Om negen uur haalt Jan me uit
mijn séparétje, waar ik voortreffelijk in geslapen heb. We ontbijten met
eigengebakken brood, en gaan dan aan het werk in de tuin. Het moet er een
beetje netjes uitzien als de eigenaar terug komt! En dat kan ook best, met een
beetje moeite. Het is prachtig weer, veel te warm voor deze tijd van het jaar.

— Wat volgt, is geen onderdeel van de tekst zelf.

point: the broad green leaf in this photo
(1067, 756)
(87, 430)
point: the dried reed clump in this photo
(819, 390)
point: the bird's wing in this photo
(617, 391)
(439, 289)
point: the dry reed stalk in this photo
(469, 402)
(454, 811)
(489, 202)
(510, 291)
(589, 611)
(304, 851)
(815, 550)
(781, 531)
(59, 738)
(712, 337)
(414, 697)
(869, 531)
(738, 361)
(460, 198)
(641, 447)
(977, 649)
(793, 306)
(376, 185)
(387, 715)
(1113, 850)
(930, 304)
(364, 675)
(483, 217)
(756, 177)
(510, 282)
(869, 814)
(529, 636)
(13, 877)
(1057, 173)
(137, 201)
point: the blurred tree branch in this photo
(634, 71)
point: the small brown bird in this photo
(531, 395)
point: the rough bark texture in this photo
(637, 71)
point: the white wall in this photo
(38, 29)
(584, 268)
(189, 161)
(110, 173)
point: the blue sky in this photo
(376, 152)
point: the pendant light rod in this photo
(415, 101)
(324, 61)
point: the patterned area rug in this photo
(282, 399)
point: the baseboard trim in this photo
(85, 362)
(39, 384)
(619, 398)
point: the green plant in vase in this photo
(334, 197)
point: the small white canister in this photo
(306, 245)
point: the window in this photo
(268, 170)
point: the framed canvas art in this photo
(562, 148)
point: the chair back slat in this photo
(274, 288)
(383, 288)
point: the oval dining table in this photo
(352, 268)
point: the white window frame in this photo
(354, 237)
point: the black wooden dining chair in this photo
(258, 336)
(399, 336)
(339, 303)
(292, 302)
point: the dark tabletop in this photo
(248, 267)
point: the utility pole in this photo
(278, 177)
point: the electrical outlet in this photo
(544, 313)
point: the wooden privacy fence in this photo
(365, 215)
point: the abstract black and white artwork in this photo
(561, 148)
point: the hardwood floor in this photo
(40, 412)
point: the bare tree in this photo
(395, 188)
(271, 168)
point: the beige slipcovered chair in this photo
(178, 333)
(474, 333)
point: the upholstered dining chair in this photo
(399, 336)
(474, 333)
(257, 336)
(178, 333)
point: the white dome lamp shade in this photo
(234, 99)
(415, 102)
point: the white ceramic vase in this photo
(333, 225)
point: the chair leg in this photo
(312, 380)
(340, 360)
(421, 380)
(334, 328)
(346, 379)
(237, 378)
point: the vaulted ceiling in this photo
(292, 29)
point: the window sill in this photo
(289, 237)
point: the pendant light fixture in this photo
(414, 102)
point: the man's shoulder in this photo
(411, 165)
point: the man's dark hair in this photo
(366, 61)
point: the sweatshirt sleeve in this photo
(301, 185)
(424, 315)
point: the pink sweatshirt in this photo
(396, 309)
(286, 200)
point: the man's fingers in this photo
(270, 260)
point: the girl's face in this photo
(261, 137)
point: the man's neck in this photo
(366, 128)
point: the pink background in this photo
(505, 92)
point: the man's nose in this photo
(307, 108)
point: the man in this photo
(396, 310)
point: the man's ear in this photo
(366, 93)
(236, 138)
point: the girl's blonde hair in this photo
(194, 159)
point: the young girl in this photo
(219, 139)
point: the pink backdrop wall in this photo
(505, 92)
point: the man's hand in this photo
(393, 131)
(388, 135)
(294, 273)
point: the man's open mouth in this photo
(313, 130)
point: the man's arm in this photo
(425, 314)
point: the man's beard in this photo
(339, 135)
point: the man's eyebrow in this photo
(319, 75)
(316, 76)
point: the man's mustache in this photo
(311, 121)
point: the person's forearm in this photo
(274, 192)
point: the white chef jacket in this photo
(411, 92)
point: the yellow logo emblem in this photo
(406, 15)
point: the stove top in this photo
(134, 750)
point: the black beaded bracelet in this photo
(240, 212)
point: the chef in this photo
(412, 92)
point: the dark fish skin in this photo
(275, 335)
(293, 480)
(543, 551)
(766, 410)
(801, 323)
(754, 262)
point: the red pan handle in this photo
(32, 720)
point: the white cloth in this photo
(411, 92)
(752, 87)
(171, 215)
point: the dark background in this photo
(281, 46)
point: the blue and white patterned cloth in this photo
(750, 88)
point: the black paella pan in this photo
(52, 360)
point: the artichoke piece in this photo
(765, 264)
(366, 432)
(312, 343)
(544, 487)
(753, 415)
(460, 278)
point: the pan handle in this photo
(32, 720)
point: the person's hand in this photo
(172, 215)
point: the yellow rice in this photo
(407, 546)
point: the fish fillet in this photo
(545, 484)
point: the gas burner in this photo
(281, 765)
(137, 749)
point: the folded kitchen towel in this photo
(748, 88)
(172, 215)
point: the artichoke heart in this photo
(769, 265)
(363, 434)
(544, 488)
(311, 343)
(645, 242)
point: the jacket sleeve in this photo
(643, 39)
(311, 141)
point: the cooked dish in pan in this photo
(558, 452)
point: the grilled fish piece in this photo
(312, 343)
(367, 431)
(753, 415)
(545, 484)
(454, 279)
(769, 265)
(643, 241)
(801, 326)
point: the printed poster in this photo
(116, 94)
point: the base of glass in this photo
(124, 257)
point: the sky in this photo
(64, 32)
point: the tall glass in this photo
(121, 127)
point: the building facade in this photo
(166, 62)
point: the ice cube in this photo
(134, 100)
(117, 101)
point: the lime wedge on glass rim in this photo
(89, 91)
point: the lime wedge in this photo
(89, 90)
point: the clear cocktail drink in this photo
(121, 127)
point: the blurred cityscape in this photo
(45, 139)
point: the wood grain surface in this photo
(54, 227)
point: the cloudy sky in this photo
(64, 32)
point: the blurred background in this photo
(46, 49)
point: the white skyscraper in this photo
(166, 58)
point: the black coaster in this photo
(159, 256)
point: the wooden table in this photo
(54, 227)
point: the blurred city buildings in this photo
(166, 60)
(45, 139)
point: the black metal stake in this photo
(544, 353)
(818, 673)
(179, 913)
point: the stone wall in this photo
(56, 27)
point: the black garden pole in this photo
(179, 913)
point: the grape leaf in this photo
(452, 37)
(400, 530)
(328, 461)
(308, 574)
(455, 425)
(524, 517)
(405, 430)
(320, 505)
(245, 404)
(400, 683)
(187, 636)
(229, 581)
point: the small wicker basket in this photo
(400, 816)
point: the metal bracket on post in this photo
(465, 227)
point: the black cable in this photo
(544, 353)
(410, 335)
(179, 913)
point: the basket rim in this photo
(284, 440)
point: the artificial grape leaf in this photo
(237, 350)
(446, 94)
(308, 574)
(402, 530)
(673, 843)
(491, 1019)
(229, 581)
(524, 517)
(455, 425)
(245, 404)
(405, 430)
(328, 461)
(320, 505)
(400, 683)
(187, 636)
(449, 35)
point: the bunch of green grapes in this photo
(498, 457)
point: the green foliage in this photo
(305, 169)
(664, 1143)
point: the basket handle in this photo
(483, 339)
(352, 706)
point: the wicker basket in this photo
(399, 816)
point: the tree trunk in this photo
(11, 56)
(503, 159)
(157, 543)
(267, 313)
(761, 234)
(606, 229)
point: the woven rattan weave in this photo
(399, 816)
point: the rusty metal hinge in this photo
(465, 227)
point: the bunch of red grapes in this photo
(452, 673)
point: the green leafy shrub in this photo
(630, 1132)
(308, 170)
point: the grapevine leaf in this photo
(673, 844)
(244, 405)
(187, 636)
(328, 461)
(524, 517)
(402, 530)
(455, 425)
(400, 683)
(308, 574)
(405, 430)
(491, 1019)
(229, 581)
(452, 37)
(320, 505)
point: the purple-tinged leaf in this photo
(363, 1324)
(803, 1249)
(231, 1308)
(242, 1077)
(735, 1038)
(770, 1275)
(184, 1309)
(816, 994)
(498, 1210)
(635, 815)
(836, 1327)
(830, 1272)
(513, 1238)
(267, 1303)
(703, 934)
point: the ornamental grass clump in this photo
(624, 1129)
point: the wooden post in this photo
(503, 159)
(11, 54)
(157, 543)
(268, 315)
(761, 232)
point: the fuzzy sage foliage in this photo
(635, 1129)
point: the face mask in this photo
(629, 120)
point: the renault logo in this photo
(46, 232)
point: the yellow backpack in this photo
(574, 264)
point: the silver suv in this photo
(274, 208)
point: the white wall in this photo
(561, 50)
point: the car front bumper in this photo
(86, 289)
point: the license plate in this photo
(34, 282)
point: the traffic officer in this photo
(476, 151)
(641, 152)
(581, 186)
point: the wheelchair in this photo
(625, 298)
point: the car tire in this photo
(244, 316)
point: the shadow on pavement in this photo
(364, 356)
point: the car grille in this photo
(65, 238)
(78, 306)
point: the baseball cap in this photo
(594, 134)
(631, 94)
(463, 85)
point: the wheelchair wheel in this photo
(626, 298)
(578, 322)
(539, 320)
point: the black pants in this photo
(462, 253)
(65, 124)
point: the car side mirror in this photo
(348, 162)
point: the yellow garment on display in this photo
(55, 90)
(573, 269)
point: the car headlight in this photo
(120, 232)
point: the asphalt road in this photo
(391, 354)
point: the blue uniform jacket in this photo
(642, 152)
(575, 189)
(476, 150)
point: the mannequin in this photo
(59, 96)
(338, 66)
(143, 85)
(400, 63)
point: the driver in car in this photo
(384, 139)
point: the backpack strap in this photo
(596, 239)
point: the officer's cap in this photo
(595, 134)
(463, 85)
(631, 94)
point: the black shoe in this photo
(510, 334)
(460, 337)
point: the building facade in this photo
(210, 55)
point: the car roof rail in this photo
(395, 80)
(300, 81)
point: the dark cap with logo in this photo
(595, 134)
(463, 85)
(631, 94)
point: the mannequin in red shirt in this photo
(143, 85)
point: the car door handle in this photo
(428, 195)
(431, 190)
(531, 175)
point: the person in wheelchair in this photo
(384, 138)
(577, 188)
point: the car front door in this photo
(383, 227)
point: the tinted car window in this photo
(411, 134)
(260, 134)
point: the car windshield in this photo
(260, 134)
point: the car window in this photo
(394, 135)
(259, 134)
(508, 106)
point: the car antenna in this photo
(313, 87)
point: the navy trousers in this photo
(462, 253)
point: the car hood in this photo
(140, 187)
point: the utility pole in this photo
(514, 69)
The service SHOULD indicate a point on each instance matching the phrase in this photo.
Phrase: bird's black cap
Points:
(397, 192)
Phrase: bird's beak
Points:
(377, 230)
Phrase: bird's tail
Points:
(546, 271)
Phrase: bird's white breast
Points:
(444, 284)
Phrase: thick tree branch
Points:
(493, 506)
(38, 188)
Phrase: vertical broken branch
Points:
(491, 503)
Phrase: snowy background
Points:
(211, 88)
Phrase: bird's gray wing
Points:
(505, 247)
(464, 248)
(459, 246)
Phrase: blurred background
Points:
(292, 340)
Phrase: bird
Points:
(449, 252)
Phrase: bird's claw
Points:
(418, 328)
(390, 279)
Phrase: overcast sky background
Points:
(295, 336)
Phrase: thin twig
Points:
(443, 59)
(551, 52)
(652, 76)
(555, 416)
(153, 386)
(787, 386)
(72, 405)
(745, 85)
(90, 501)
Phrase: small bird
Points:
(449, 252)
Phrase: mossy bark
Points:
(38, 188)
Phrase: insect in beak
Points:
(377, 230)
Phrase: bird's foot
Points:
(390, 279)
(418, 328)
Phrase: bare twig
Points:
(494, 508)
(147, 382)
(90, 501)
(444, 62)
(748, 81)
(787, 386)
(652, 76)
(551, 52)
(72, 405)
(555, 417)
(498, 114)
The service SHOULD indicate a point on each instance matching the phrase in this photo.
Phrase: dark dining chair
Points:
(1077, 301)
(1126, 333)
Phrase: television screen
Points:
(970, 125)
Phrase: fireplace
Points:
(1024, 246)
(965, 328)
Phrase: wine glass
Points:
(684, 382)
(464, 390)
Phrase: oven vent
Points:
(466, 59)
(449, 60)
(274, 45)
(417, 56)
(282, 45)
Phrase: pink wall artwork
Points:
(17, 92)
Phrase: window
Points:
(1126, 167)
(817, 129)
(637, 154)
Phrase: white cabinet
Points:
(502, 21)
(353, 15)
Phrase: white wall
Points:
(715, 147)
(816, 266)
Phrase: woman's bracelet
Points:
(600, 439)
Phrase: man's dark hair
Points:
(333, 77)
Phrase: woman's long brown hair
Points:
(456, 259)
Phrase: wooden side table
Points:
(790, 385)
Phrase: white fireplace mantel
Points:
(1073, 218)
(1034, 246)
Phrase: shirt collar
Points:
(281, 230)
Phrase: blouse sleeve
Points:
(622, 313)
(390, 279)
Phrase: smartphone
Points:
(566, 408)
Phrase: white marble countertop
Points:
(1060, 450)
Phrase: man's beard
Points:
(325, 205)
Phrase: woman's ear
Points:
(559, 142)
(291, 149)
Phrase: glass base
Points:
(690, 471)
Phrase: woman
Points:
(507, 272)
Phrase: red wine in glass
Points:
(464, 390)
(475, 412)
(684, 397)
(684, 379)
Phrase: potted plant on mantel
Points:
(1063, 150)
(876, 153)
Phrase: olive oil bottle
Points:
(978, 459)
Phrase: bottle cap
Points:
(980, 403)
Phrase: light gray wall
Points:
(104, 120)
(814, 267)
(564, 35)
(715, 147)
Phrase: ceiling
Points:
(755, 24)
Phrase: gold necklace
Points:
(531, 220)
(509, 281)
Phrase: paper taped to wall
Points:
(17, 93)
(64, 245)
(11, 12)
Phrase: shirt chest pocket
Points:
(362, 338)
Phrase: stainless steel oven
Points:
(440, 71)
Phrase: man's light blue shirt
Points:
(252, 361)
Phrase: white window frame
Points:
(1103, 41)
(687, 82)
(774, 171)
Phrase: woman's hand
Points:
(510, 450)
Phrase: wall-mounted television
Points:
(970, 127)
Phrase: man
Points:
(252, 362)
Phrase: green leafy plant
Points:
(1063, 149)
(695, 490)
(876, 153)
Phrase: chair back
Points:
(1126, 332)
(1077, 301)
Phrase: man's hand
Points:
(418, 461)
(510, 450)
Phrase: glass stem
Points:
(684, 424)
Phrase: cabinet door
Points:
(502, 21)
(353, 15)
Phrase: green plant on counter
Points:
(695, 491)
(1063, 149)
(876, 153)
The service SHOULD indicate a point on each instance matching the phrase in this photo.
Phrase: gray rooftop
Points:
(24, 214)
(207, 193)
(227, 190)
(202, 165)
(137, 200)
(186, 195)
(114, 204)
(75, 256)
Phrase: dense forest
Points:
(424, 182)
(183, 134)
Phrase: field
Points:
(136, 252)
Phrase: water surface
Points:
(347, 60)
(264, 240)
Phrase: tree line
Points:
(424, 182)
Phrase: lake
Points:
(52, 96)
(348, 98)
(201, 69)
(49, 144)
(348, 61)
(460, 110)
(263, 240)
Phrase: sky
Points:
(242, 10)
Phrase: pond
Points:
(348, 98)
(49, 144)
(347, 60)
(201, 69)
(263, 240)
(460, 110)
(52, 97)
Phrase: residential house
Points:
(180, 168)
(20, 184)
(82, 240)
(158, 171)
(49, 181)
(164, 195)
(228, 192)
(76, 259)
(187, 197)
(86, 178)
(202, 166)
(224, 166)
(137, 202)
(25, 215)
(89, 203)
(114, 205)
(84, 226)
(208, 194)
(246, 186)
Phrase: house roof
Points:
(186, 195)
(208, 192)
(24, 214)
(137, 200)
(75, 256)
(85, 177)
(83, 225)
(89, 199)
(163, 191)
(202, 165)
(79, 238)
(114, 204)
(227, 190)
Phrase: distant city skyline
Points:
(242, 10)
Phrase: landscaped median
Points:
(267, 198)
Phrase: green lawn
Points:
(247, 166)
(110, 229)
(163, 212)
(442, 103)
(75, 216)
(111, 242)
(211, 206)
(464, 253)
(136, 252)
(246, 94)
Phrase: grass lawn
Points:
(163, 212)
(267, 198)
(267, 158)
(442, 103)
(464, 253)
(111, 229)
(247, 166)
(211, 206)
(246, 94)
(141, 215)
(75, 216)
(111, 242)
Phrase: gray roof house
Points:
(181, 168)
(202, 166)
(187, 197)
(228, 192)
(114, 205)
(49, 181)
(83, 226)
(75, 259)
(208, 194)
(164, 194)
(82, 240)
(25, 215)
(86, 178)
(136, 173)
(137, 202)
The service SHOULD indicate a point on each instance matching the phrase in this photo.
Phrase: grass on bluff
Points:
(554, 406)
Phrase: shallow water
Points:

Daarop komt een terugslag! We maken een eigen douche: de tuinslang erop! Het is
een belachelijk gezicht, die naakte kerels op een rijtje wachtend op de verfrissende
straal water. Als de eigenares op zo’n moment zou komen, dan zou ze beslist een
beroerte krijgen.
Echt luieren, lui luieren, dat is
de kunst. Eerst in een stoel luieren, dan op de deken in de zon, als het te
warm wordt in de schaduw, wat lezen, slapen enz. Je komt er zelfs niet toe een
dagboek bij te houden! Het eten halen is een ellende. Steeds voor niets lopen,
maar ze gaan het nu beter organiseren: er wordt een witte vlag gehesen als er
eten te halen is. Dat wordt al beter. Maar het eten zelf is water met wat vlees
en vet. En dan een beetje brood. Boter zie je niet, ook geen ander belegsel.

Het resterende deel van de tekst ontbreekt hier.